A device that can convey visual information to a blind person via the tongue, patented almost 20 years ago by a visionary University of Wisconsin—Madison doctor, is now on the market after a long campaign by the company he founded.
One year after attaining Food and Drug Administration approval of its revolutionary system, Wicab Inc. has sold more than 40 of them for $10,000 apiece. That’s a lot of money, but the company expects sales to improve if and when it qualifies for insurance reimbursement.
In the BrainPort V100 vision aid system, a video camera positioned between the eyes connects to a processor that feeds electrical pulses to a plate on the tongue, where a dense network of sensory nerves picks up tiny stimuli. Finally, as with normal vision, the brain interprets incoming sensations to make a picture of the world.
The company was formed by the late Paul Bach-y-Rita, a pioneer in the field of neuroplasticity — the idea, until recently considered heretical, that the adult brain can learn and change substantially with training. As a doctor of rehabilitation medicine at UW–Madison, he grew fascinated with one aspect of neuroplasticity: the idea of sensory substitution.
The blind have long substituted for vision by feeling the bumps of Braille text or listening to talking books, but Bach-y-Rita had a more radical idea. After experimentally placing visual stimuli on the back and elsewhere, he settled on the tongue. Packed with sensory nerves that are tightly connected to the brain, the tongue “excelled compared to all the body parts he tested,” says Wicab CEO Robert Beckman. “It provided the most information to the user.”
With that realization, Bach-y-Rita formed Wicab in 1998 and began the long struggle toward acceptance. Initially, the company focused on a balance-restoring device that also stimulated the tongue. But by early 2010, after five years of development, the device had failed its ultimate FDA submission study.
Wicab was near bankruptcy.
Failure was more than a remote possibility as the company pondered bringing the vision device to market — until two of the deepest pockets in technology stepped in. In late 2010, the U.S. Army supplied $3.2 million to fund development of BrainPort.

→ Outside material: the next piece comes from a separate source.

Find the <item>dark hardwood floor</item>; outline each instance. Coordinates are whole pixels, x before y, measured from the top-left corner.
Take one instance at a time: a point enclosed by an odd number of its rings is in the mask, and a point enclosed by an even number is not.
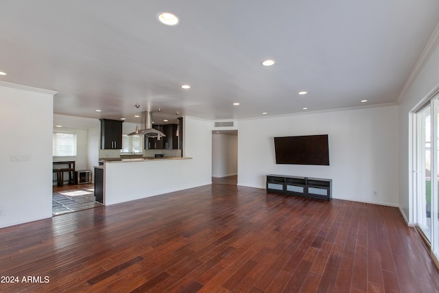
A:
[[[2,292],[439,292],[397,209],[228,185],[0,229],[0,276],[19,277]]]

And then, during a demonstration at Google, an Air Force airman who was blinded by a roadside bomb put the device in his mouth and was soon navigating the room based on visual input to his tongue.
“It blew the Google people away,” including Google co-founder Eric Schmidt, who witnessed the demonstration, Beckman says. Google provided $2.5 million over three years to fund the FDA approval study, without taking any rights or ownership. “It was a gift from Google,” says Beckman, who began working at the firm before Bach-y-Rita’s death in 2006.
With 12 fulltime employees in Middleton, significant backing from investors and FDA approval for the vision device, Wicab is finally on solid footing, Beckman says. Significantly, it also has a license from the Wisconsin Alumni Research Foundation on Bach-y-Rita’s patent that “broadly covers any device which delivers information through the tongue via electrical stimulation,” says Vice President of Sales Bill Conn.
During the recommended 10 hours of training, a blind person learns to associate the tingling sensations from 400 electrodes into an outline of the surrounding world. Strong contrasts and fast movement show up clearly; the system is not sufficiently fine-grained to display normal text.
The idea that vision can be translated to the tongue may be hard to swallow, and indeed Wicab “does not call it vision,” says Conn, “but the people who use it often call it vision. BrainPort does not replace a cane or a dog, it’s an additional sensory input. It’s like learning a new language — the more you stay with it, the better you get at it.”
As Wicab moves ahead with marketing in China, Canada, Europe and the United States, it is developing a second-generation device that incorporates the electronic controller into the headpiece. More important, the device will connect wirelessly to a mobile phone or tablet to enable mobile applications. The initial app will cause the phone to vibrate when it finds an exit sign or a men’s or woman’s restroom.
As BrainPort gets smarter, Beckman sees an analogy to the advances in driverless cars.
“Everything a driverless car can do, we’d like to do as well. A car needs to stay in the lane, and our users need to stay on the sidewalk. I have this vision that you are coming to a crosswalk and your phone vibrates in your pocket, telling you exactly when the walk light is activated.”